Se olharmos para o ecumenismo atual, nada parece ir além de abraços e sorrisos. O que você lembra é verdade, mas precisamente a Igreja Russa mostra "rigidez" doutrinária e moral, pelo menos em alguns aspectos. O Papa Francisco, em uma reportagem de jornal de alto nível, elogiou a tradição litúrgica dos orientais; Pouco tempo depois, ele apontou entre as tentações, “o recuo que vai em busca das seguranças perdidas nas formas do passado; e a pretensão de quem quer defender a unidade negando a diversidade, humilhando assim os dons com que Deus continua a tornar a sua Igreja jovem e bela…” (Discurso na 66ª Assembleia Geral CEI, 19 de maio de 2014).

Não sei a quem se referia, porque o público que assiste à Missa de forma extraordinária é constituído principalmente por jovens, e a unidade e a diversidade são constituídas por tradição e inovação: por isso, ele se contradisse. A verdade é que os convertidos são atraídos pela liturgia antiga; E as numerosas vocações sacerdotais e religiosas que daí decorrem?

O motu proprio de 2007 alcançou uma certa reconciliação litúrgica, pois permitiu que eclesiásticos e leigos que rezam segundo a mais remota tradição litúrgica e eclesiásticos e fiéis que seguem os ritos reformados após o Concílio Vaticano II coexistam pacificamente. Por que interromper essa paz litúrgica?

O vínculo entre o sensus fidelium e o magistério está especialmente presente na liturgia. A expressão muitas vezes repetida pelo Papa Francisco, sentir cum Ecclesia (ouvir, sentir e perceber em harmonia com a Igreja) carece de um acréscimo: de todos os tempos. Bento XVI disse na França que é sua intenção promover a comunhão e a paz na liturgia, com o motu proprio Summorum Pontificum . Se hoje o que foi considerado sagrado até ontem é proibido, quem pode garantir que o que a Igreja ensina hoje continuará a ser verdade amanhã? Na sagrada liturgia está em jogo a fé e “em matéria de fé, o baptizado não pode ser passivo”.

O motu proprio Summorum Pontificum é universalmente considerado um dos principais atos de governo do Papa Bento XVI. A abolição deste documento legal não representaria uma violência moral contra um homem tão ilustre e, pelo menos em palavras, tão estimado por muitos prelados e cardeais?

O motu proprio Summorum Pontificum pressupõe que os sujeitos do sensus fideieles são os membros da Igreja que celebram o "culto racional" e que aceitam o papel da razão iluminada pela fé em suas crenças e práticas. Na Igreja de hoje, entretanto, existem aqueles que entendem o culto divino como um entretenimento humano com um fundo sociológico. Estamos diante de um culto irracional. Esta é a discrepância sobre a liturgia.
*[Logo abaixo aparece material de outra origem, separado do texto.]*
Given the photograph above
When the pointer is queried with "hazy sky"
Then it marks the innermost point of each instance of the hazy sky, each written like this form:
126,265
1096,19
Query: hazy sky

Além disso, deixando de lado as pesquisas que demonstram o desenvolvimento contínuo e inexorável da forma extraordinária do rito romano, não se deve esquecer que na história da Igreja muitas vezes foi uma minoria, e não a maioria, quem viveu a fé. com autenticidade. O perigo hoje é que a Missa e a espiritualidade se tornem antropocêntricas e acabem nos fazendo celebrar, como aconteceu entre os protestantes. A difusão da maneira extraordinária, como toda verdadeira reforma, é imparável como o mar, é o sinal do renascimento do sagrado nos corações. Nisso, Ratzinger foi presciente. A "reforma da reforma" é a recuperação daquelas brasas que arderam sob as cinzas de uma liturgia antropocêntrica.

Postado por Simone Ortolani em Nuova Bussola Quotidiana.

Traduzido por Verbum Caro para InfoVaticana.